Englaro: non imporre trattamenti dall'alto. Sacconi fa gli auguri al vescovo contro "eutanasia"
'Chi vuole i trattamenti ha il diritto di riceverli, ma allo stesso tempo chi non li vuole piu' ha il diritto di rifiutarli e che non gli siano imposti da altri'.Queste le parole di Beppino Englaro, padre di Eluana, la donna morta lo scorso 9 febbraio dopo 17 anni trascorsi in stato vegetativo, intervenuto ieri a Napoli al convegno promosso dall'Universita' Federico II di Napoli su biotestamento e dichiarazioni anticipate di volonta'.
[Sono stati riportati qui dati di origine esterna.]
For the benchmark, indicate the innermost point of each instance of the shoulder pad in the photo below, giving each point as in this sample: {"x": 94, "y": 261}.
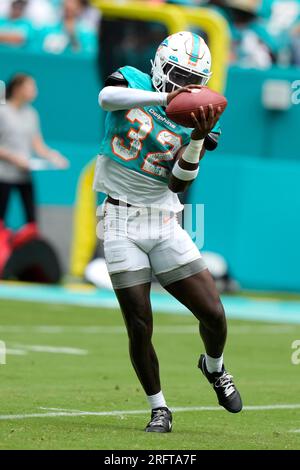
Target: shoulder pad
{"x": 115, "y": 79}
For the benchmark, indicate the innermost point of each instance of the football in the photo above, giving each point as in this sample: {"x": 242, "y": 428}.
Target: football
{"x": 181, "y": 107}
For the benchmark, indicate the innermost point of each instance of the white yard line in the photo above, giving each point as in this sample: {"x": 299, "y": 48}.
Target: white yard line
{"x": 62, "y": 413}
{"x": 52, "y": 349}
{"x": 164, "y": 329}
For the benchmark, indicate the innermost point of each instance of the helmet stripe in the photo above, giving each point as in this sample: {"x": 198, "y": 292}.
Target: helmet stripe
{"x": 195, "y": 53}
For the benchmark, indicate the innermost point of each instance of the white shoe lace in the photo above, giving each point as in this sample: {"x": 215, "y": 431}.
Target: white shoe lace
{"x": 158, "y": 419}
{"x": 225, "y": 382}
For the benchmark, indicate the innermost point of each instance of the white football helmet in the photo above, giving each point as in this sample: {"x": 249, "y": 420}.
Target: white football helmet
{"x": 181, "y": 59}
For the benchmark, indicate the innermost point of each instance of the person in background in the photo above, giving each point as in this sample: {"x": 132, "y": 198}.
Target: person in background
{"x": 251, "y": 44}
{"x": 15, "y": 29}
{"x": 90, "y": 16}
{"x": 20, "y": 138}
{"x": 42, "y": 12}
{"x": 71, "y": 34}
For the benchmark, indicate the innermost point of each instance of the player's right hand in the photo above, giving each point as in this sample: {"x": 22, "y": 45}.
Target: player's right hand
{"x": 186, "y": 89}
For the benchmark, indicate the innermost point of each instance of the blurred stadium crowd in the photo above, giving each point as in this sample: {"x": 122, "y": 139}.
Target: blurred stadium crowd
{"x": 264, "y": 32}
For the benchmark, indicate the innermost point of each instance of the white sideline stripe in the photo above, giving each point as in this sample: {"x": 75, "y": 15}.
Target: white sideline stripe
{"x": 15, "y": 352}
{"x": 60, "y": 414}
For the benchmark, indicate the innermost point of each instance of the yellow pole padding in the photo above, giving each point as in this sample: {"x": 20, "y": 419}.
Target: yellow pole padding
{"x": 84, "y": 225}
{"x": 216, "y": 27}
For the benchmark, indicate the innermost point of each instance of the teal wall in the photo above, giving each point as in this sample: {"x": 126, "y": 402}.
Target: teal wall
{"x": 250, "y": 185}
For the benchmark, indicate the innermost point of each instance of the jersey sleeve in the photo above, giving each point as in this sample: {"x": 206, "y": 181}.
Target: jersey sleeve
{"x": 116, "y": 79}
{"x": 212, "y": 139}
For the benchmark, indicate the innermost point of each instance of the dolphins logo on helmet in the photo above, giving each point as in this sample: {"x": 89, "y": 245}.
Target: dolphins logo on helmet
{"x": 182, "y": 59}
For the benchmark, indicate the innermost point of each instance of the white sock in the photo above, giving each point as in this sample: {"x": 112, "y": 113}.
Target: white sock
{"x": 213, "y": 364}
{"x": 157, "y": 400}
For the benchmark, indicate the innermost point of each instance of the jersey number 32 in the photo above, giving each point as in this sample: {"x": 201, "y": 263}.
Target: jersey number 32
{"x": 153, "y": 161}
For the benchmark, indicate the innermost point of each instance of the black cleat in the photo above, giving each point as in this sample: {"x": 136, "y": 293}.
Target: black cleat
{"x": 228, "y": 395}
{"x": 161, "y": 420}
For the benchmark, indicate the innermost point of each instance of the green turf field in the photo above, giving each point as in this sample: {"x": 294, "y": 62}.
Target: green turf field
{"x": 64, "y": 360}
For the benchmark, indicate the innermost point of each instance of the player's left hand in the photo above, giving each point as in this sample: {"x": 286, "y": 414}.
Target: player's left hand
{"x": 59, "y": 160}
{"x": 204, "y": 125}
{"x": 186, "y": 89}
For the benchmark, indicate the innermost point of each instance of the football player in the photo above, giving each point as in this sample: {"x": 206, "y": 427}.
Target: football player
{"x": 146, "y": 159}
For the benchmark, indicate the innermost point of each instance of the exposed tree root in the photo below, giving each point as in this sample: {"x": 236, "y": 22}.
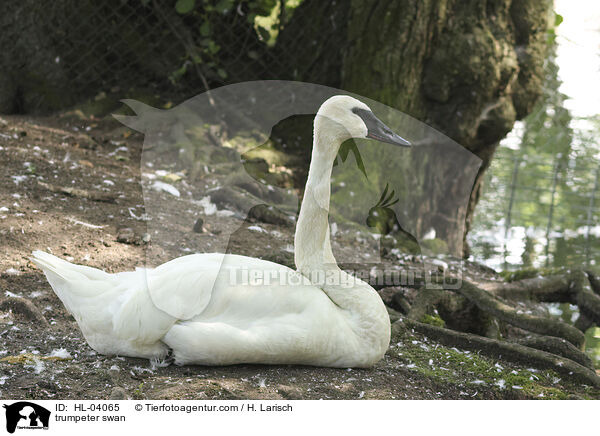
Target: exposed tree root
{"x": 544, "y": 326}
{"x": 501, "y": 350}
{"x": 470, "y": 313}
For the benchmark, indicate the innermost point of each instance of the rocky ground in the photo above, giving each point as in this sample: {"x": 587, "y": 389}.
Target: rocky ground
{"x": 72, "y": 185}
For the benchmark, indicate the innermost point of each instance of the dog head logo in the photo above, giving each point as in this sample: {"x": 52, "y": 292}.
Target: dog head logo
{"x": 24, "y": 414}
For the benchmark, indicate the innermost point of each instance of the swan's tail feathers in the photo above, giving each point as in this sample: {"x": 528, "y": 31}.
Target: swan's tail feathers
{"x": 71, "y": 282}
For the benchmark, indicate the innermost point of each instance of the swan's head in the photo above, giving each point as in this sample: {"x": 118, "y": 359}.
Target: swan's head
{"x": 346, "y": 117}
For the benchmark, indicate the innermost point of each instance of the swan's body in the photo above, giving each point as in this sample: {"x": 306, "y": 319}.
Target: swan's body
{"x": 208, "y": 309}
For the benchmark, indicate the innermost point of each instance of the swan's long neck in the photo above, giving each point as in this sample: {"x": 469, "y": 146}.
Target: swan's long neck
{"x": 311, "y": 241}
{"x": 365, "y": 309}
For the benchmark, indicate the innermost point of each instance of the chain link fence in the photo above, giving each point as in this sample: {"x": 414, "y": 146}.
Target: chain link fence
{"x": 60, "y": 52}
{"x": 540, "y": 210}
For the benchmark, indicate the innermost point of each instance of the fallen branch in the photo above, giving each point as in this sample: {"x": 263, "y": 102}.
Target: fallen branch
{"x": 544, "y": 326}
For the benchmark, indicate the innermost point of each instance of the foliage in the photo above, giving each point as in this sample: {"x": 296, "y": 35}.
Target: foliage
{"x": 545, "y": 176}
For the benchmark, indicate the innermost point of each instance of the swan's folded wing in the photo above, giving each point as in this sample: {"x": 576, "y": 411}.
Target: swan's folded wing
{"x": 183, "y": 288}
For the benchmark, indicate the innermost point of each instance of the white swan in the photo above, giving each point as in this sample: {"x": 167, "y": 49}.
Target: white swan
{"x": 201, "y": 307}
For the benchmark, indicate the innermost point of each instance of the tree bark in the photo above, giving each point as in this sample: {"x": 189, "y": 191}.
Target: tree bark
{"x": 467, "y": 68}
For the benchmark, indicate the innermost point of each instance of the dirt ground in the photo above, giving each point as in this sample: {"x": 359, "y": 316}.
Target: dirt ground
{"x": 72, "y": 186}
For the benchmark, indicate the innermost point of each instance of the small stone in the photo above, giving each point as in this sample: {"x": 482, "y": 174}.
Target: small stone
{"x": 199, "y": 226}
{"x": 118, "y": 393}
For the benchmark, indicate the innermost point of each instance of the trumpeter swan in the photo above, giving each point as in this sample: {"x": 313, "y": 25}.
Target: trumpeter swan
{"x": 201, "y": 308}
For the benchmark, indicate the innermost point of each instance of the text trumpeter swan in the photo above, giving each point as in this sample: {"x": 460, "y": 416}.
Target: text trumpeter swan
{"x": 198, "y": 306}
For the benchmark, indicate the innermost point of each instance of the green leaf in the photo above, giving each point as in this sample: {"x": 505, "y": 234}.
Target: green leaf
{"x": 263, "y": 34}
{"x": 205, "y": 28}
{"x": 558, "y": 19}
{"x": 184, "y": 6}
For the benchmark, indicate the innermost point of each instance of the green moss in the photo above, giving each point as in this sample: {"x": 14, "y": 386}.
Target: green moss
{"x": 529, "y": 273}
{"x": 465, "y": 369}
{"x": 435, "y": 246}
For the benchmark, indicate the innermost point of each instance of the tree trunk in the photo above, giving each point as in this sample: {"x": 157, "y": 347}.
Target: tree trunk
{"x": 468, "y": 68}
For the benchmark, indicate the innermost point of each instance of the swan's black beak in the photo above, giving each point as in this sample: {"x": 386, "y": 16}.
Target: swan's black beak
{"x": 379, "y": 131}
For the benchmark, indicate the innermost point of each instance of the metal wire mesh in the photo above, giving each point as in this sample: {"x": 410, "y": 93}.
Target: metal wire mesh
{"x": 94, "y": 46}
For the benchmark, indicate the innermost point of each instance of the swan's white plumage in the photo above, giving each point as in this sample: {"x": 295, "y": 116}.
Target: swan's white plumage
{"x": 201, "y": 307}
'Sono due mondi diversi - ha aggiunto Englaro - che meritano lo stesso rispetto, discriminarne uno e' la scelta piu' anticostituzionale che ci possa essere'. Cio' che chiede il padre di Eluana che, ha sottolineato, combatte per se stesso, e' la 'rivendicazione di quei principi di diritto propri in uno Stato di diritto'. Una battaglia che porta avanti affinche' 'anche quando non siamo capaci di intendere e di volere possiamo avere la possibilita' di godere degli stessi diritti di cui godiamo quando siamo capaci di intendere e di volere in base ai propri convincimenti etici, filosofici, culturali e anche confessionali. Cio' che chiedo e' che si abbia la possibilita' di scegliere in base ai propri convincimenti e non a quelli di uno stato etico'.
Commentando le parole del presidente della Camera Gianfranco Fini che, nei giorni scorsi, in merito alla prossima votazione a Montecitorio del testo sul testamento biologico, si e' augurato 'un voto secondo coscienza', Englaro ha affermato che 'il presidente Fini ha capito che una cosa e' lo stato etico e un'altra e' lo stato di diritto'.
SACCONI CHIEDE AIUTO AL VESCOVO CONTRO IL TESTAMENTO BIOLOGICO - 'Ho fatto i miei piu' sentiti auguri a mons. Andrea Bruno Mazzoccato, il vescovo di Treviso trasferito a Udine, perche' va in una citta' segnata dal primo atto eutanasico istituzionalizzato nella storia del nostro paese'. Sono le parole che il ministro Maurizio Sacconi ha pronunciato, a margine di un convegno sulla bioetica, con riferimento al caso di Eluana Englaro.
'Su questo punto - ha aggiunto - non vedo mediazione. Parlo confortato da un parere unanime dal Consiglio dei Ministri pronunciato in una seduta molto tesa. Una cosa e' l'accanimento terapeutico nel ciclo finale di vita. Altra cosa e' un disabile che puo' vivere ancora decenni e che dunque va alimentato ed idratato'.